First things first: Make sure you have set up appointments with your treatment team as they’ll help ease the transition back into your school schedule. Second, you might consider potential barriers that could keep you from meeting your nutrition goals.
Here are a few tips to solve some common challenges:
Tips for Dorm Living
Limited storage space and appliances can make it challenging to meet your needs throughout the day.
- Make a list of microwaveable meals and snacks: oatmeal, mac and cheese, omelet in a cup, soup, ramen
- Stock up on perishable foods: peanut butter, crackers, nuts, tuna, applesauce, granola bars, dried fruit, fruit cups, and cereal
- Pack items to eat between classes
Tips for Navigating the Dining Hall
It can be really overwhelming to have so many options and need to make a decision in the moment.

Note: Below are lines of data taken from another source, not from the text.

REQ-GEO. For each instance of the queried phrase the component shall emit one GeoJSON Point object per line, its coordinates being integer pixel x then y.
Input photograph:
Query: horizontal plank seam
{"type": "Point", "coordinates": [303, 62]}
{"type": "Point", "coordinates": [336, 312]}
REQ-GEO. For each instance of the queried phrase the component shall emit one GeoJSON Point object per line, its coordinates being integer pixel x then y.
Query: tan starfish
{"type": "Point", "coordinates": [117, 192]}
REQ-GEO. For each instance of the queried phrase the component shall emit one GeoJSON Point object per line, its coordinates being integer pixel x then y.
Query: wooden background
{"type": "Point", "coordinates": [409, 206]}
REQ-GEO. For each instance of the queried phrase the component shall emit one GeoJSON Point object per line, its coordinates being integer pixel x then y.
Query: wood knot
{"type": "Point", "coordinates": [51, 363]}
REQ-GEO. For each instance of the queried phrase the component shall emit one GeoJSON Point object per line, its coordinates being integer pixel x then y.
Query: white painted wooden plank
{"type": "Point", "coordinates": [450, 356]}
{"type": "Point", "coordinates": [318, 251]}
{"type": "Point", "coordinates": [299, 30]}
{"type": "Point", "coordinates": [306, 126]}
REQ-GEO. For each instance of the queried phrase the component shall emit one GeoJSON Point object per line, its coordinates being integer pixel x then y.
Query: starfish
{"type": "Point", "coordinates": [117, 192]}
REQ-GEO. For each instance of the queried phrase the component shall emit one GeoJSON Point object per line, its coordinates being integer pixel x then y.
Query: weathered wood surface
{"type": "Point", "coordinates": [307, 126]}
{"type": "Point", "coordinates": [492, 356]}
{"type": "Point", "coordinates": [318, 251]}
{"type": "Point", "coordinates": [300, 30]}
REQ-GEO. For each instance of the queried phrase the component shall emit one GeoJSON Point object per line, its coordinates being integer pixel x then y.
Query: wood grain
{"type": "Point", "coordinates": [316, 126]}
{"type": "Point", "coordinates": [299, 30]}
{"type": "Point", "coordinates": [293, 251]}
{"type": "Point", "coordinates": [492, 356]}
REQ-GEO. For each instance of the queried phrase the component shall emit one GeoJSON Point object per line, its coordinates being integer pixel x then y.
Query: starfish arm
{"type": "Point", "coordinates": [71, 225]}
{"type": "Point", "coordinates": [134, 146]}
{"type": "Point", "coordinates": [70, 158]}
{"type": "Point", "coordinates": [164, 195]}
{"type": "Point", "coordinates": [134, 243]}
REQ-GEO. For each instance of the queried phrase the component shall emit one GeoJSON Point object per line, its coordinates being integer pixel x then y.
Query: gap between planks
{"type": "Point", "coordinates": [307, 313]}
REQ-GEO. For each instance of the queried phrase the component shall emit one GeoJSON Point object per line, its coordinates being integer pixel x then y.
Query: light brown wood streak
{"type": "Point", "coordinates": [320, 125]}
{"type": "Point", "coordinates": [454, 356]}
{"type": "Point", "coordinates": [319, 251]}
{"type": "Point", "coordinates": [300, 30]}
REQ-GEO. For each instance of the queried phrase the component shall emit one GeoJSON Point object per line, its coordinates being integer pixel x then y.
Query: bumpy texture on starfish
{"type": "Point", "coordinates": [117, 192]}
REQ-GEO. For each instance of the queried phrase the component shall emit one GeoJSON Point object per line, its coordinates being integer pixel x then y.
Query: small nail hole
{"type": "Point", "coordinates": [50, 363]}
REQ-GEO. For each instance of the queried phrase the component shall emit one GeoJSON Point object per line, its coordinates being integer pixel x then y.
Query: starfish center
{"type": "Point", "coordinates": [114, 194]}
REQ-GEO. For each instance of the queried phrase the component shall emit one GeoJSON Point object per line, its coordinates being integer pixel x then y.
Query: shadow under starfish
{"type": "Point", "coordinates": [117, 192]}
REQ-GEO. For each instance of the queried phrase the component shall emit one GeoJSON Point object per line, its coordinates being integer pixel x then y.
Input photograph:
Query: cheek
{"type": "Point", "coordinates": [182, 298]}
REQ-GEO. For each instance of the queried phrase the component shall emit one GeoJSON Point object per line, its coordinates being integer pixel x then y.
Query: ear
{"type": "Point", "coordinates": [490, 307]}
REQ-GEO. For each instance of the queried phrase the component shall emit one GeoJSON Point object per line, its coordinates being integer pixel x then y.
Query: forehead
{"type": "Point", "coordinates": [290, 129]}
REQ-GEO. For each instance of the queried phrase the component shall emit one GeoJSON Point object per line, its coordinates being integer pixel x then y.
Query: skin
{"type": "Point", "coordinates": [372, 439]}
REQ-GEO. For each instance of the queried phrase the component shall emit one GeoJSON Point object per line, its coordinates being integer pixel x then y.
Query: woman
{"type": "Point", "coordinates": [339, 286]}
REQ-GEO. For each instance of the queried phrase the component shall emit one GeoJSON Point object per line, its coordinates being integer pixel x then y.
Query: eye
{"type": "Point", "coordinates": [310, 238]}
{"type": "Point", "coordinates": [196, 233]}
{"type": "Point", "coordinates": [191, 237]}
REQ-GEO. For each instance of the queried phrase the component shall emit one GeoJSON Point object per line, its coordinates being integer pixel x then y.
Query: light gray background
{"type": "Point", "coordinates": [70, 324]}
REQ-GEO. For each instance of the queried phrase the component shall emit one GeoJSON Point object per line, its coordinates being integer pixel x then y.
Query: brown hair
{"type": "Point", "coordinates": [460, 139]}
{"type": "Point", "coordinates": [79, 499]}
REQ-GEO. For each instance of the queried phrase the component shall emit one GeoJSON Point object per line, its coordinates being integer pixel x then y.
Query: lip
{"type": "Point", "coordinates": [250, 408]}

- Set your goals before going into the dining hall: i.e. a “just meet my needs” meal plan, identifying a challenge food, promising to try one new food, etc.
- Spend five minutes walking around and scoping out all the options. Challenge your urge to identify the “healthiest” options. Ask yourself what foods you truly like, not what your eating disorder likes.

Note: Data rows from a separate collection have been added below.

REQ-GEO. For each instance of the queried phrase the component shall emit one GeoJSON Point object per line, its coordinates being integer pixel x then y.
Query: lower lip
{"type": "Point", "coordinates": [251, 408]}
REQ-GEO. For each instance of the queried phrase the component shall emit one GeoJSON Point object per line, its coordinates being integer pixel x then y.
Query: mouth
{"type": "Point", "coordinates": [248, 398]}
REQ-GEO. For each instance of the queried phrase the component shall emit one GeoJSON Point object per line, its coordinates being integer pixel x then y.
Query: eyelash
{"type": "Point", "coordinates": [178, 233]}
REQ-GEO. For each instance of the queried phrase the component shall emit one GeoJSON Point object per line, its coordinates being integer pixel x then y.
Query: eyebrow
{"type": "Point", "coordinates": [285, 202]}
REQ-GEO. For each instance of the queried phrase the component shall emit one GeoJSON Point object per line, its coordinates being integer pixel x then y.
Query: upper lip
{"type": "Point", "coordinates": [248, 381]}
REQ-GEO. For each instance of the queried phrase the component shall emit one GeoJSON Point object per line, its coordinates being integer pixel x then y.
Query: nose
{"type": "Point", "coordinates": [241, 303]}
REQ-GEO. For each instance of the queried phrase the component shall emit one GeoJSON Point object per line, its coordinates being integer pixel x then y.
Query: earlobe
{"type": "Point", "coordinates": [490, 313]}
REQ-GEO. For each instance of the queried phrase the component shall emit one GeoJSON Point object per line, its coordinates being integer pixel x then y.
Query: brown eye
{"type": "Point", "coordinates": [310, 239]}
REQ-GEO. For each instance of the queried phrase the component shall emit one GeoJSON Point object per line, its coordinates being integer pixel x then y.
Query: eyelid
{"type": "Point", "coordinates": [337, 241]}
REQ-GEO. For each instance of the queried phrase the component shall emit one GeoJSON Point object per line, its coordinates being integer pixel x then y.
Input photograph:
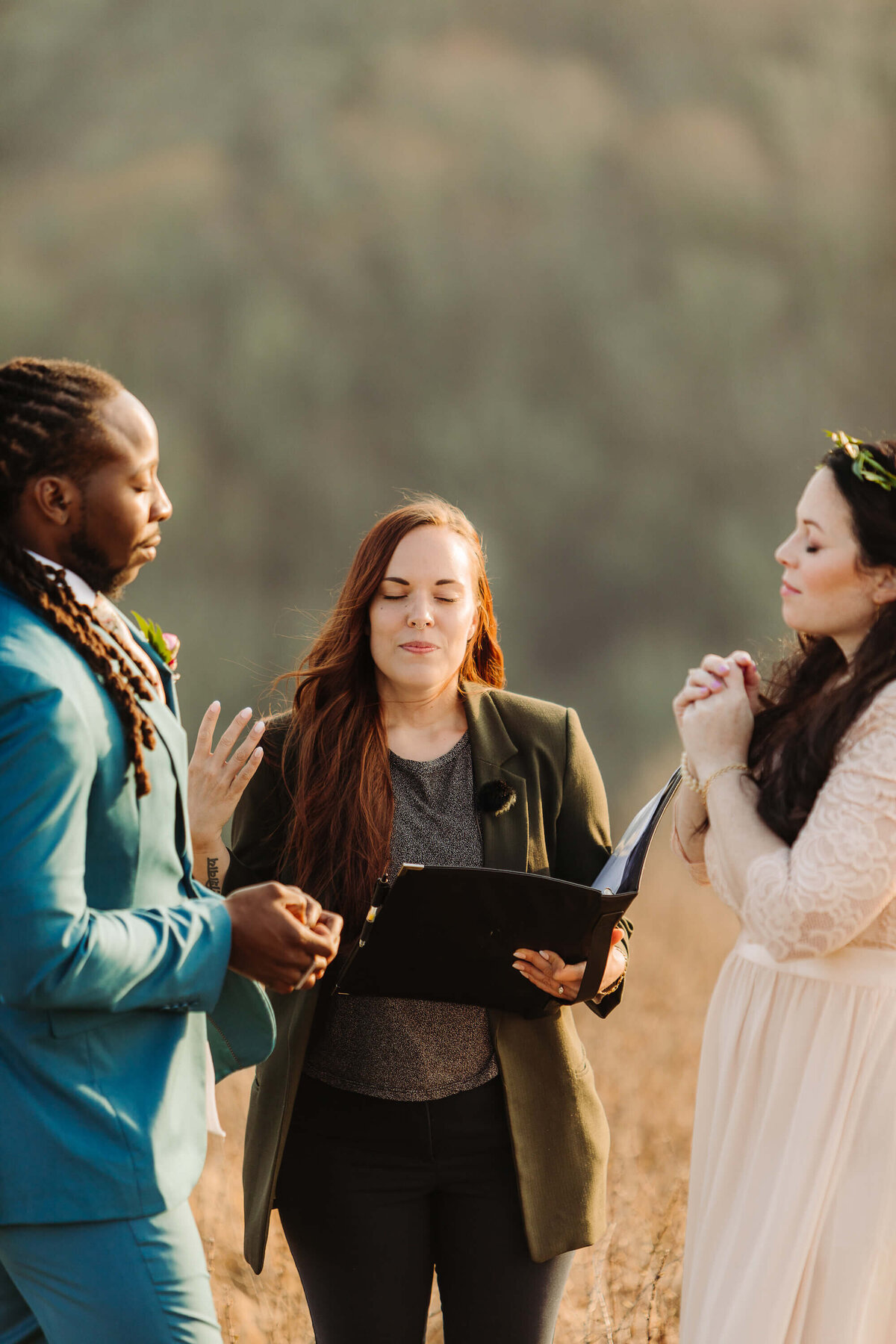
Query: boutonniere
{"type": "Point", "coordinates": [166, 645]}
{"type": "Point", "coordinates": [496, 797]}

- Take a few minutes and some deep breaths. Then, decide what you can eat that will meet your meal plan or recommendations.
- Tip: Plate everything you need to meet your meal plan even if you don’t think you will be able to finish it. Set yourself up for success.
- Tip: Check in with your fullness cues during and after your meal. Decide if you would like to go back for more. Remember: You have permission to eat any food.
Tips for Apartment Living
Meal planning and preparation can be challenging for anyone – especially if you are struggling to hold yourself accountable.
- Set a day and time each week to go grocery shopping. Consider your class schedule and a time of day that the grocery store may be less crowded.
- Make a grocery list.
- Break your list into different categories: starches/grains, fruits/vegetables, proteins, dairy, etc., to make sure you have all the things you need to meet your meal plan.
- Make a list of staple items that you know you will buy every week.
- Make a list of go-to meals so that you have last-minute options in your refrigerator or freezer.
Finally, going out to eat is always an option. You might consider setting goals around going out with friends for frozen yogurt, pizza, etc. It’s part of a normal college schedule to spend time eating out and can be helpful to foster friendships and take a break from your typical routine.